2ターン目に木原が繰り出した《ニクス毛の雄羊》が、1ゲーム目同様の長期戦を予感させる。

だが、その時は唐突に訪れた。

3ターン目、《踏み鳴らされる地》《草むした墓》を立てたまま小林は小さく、「おしまい」と漏らした。
なんと、肝心要のこの局面で、ここ一番というところで、不幸にも小林は土地が止まってしまったのだ!




小林 龍海


自身の展開が遅れれば当然、相手につけいる隙を与えてしまう。
木原は《神聖なる泉》をアンタップインし、ダメ押しに《解消》の構えをちらつかせる。

苦し紛れに小林が繰り出すのは《霧裂きのハイドラ》X=1であるが、これは当然《ニクス毛の雄羊》で止まるために木原は涼しい顔。
さらに次のターン小林はディスカードまで始めてしまったが、木原は悠々と《ニクス毛の雄羊》を追加して盤石の構え。

木原は小林の《エルフの神秘家》《解消》を打ち込み、徹底してマナを伸ばすことを許さない。
小林がようやくまともに土地を並べる頃には《ヴィズコーパの血男爵》がさながら使い手と同じように悠々と、しかし確実に小林のライフを減らしていた。
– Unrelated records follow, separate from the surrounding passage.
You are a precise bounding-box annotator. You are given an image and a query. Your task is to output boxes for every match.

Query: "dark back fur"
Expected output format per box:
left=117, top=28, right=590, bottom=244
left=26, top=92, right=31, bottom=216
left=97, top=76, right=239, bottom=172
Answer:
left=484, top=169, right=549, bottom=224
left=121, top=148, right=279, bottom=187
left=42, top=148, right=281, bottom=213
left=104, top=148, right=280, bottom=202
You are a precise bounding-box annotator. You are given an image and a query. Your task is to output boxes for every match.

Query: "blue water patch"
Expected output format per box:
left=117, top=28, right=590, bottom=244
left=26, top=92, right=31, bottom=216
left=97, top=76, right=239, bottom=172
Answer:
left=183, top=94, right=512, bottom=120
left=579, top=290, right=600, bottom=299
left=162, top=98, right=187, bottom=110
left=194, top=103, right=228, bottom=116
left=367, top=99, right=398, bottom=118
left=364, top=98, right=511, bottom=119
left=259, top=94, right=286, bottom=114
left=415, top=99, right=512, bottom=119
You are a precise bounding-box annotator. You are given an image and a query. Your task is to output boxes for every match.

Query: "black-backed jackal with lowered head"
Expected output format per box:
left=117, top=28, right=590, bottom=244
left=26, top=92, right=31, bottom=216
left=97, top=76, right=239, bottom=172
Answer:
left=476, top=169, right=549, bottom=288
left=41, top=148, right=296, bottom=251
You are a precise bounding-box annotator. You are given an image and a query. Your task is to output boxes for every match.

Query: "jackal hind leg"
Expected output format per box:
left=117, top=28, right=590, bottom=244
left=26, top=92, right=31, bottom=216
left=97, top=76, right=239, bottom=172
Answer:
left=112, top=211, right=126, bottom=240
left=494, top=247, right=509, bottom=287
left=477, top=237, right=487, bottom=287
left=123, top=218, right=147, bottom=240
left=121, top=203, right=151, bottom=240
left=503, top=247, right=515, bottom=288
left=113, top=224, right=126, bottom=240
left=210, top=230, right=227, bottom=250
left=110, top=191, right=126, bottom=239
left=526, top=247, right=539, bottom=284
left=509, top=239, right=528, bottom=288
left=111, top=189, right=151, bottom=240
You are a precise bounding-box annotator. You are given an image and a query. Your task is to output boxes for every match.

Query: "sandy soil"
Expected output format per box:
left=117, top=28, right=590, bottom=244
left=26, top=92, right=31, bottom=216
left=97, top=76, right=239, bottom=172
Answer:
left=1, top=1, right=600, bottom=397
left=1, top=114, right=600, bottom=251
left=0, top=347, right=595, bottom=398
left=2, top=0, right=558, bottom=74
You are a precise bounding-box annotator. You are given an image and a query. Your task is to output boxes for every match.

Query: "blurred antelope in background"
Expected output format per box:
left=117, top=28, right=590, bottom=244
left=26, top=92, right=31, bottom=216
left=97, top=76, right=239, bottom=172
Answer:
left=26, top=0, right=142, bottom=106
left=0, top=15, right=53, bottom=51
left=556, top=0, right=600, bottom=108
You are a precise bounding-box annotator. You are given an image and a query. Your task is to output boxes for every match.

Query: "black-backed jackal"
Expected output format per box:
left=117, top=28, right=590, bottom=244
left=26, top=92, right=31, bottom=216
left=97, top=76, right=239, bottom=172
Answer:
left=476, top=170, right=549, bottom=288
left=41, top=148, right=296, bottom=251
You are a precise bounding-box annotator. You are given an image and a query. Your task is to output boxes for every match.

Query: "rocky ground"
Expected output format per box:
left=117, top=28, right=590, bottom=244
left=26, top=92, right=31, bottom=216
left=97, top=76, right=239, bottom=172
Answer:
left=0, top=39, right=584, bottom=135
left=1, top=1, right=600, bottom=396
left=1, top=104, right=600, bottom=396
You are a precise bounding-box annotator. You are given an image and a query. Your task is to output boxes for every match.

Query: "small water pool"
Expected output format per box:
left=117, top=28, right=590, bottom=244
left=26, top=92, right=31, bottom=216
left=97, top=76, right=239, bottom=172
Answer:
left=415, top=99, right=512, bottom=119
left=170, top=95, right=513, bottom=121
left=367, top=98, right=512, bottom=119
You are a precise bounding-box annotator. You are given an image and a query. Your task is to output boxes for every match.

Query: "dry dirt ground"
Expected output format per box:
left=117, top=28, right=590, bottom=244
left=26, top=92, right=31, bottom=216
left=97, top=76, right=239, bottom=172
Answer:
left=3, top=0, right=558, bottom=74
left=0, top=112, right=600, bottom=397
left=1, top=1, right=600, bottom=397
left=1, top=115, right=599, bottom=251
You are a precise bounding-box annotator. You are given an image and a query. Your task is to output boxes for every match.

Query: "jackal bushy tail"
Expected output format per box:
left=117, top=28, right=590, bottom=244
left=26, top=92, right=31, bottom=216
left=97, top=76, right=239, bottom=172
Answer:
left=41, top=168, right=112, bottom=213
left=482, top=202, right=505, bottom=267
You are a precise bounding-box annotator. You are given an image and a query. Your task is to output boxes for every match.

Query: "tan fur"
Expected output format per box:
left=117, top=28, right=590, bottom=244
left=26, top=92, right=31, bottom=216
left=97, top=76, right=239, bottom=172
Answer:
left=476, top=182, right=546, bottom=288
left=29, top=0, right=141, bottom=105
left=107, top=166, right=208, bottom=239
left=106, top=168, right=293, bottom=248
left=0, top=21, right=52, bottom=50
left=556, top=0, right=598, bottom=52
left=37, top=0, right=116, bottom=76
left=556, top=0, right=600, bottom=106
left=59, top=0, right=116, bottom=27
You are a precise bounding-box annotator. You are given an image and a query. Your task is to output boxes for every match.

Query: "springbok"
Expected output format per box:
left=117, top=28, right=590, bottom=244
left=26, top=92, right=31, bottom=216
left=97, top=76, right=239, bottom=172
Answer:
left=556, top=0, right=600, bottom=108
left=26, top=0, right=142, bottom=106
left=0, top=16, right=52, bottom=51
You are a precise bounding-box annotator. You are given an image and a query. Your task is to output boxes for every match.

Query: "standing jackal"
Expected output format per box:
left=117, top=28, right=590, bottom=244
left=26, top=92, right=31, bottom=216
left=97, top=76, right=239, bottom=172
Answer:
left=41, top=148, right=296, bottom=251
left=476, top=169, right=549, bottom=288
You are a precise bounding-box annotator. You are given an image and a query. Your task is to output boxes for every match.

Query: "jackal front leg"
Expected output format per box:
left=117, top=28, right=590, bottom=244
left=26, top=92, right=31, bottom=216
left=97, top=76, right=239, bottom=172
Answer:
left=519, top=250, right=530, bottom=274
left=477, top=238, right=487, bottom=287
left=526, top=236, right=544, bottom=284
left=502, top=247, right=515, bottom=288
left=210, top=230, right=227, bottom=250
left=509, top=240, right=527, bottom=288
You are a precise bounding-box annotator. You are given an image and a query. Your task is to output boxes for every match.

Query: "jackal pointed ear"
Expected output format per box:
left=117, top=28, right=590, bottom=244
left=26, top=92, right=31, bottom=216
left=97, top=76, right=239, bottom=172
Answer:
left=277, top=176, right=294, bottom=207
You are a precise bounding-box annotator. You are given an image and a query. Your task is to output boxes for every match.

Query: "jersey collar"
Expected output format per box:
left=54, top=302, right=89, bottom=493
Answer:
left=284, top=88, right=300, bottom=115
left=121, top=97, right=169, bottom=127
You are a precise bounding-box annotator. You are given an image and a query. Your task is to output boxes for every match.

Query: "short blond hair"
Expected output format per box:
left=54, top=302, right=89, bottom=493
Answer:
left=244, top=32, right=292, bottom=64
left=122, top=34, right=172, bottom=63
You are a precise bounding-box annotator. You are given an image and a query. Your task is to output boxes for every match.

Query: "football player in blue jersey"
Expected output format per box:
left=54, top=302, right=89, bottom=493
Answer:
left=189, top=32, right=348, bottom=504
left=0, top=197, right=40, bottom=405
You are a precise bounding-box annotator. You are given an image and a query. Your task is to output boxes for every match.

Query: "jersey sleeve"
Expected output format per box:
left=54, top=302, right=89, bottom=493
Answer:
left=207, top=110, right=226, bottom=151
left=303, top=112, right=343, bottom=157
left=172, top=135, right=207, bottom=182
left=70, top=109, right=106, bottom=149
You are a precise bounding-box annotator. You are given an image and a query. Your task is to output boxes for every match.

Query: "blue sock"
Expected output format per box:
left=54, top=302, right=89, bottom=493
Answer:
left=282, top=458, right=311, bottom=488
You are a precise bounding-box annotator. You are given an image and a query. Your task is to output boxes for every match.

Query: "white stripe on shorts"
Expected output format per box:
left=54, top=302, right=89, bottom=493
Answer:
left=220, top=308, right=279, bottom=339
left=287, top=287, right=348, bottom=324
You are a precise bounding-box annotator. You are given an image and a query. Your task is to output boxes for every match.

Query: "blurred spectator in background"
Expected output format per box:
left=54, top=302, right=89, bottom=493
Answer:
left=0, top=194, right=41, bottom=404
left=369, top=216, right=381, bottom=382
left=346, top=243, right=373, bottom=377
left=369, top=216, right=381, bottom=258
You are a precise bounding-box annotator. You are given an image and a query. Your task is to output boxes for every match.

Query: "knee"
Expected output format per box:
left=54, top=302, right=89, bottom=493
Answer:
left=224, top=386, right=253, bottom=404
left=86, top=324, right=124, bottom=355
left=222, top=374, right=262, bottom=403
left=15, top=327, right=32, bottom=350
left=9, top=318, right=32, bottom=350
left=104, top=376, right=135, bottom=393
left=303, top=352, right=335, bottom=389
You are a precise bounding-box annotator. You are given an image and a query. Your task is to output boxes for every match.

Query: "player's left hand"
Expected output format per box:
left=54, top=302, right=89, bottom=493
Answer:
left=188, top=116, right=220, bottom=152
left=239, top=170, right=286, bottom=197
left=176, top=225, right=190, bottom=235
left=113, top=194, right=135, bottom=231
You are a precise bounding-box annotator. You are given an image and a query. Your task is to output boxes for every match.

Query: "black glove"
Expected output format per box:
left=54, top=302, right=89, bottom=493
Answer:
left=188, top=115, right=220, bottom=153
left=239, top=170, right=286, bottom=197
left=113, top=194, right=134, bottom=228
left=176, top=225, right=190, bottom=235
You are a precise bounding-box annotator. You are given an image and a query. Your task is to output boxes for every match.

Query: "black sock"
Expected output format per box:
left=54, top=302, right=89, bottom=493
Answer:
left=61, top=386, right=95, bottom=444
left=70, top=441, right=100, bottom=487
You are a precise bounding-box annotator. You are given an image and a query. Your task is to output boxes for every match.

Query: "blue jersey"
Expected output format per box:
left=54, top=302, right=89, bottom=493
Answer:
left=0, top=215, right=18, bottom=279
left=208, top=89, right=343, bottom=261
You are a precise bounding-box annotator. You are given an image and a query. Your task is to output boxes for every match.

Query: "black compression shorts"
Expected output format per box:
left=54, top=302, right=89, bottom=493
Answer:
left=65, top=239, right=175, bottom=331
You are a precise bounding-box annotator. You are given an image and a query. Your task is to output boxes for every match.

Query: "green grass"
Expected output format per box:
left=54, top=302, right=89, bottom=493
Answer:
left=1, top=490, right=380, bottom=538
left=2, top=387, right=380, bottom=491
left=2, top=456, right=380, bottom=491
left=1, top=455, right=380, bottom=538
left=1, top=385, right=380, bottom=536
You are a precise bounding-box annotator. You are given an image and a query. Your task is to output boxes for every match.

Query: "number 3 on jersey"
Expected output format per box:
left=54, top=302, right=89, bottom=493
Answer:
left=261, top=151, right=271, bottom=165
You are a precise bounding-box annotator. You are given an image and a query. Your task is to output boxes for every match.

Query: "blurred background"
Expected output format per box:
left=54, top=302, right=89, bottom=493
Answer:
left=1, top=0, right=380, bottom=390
ライブラリートップをどん、と軽く叩いて小林はドローをし、そこでなんとか《ヴィズコーパの血男爵》を止めようと《世界を喰らう者、ポルクラノス》を出してみるが、ブロックをするジェスチャーをしようとする小林に対して木原が一言。

「あの、飛んでます。」と。

いつの間にか《ヴィズコーパの血男爵》が10/10になって飛行を得てしまうほどに、展開は一方的に進んでいたのであった。


ヴィズコーパの血男爵



こうして、「10/10かー!!」の小林の叫びと共に、彼のスタンダード神にかける野望はここで”it is done”されたのであった。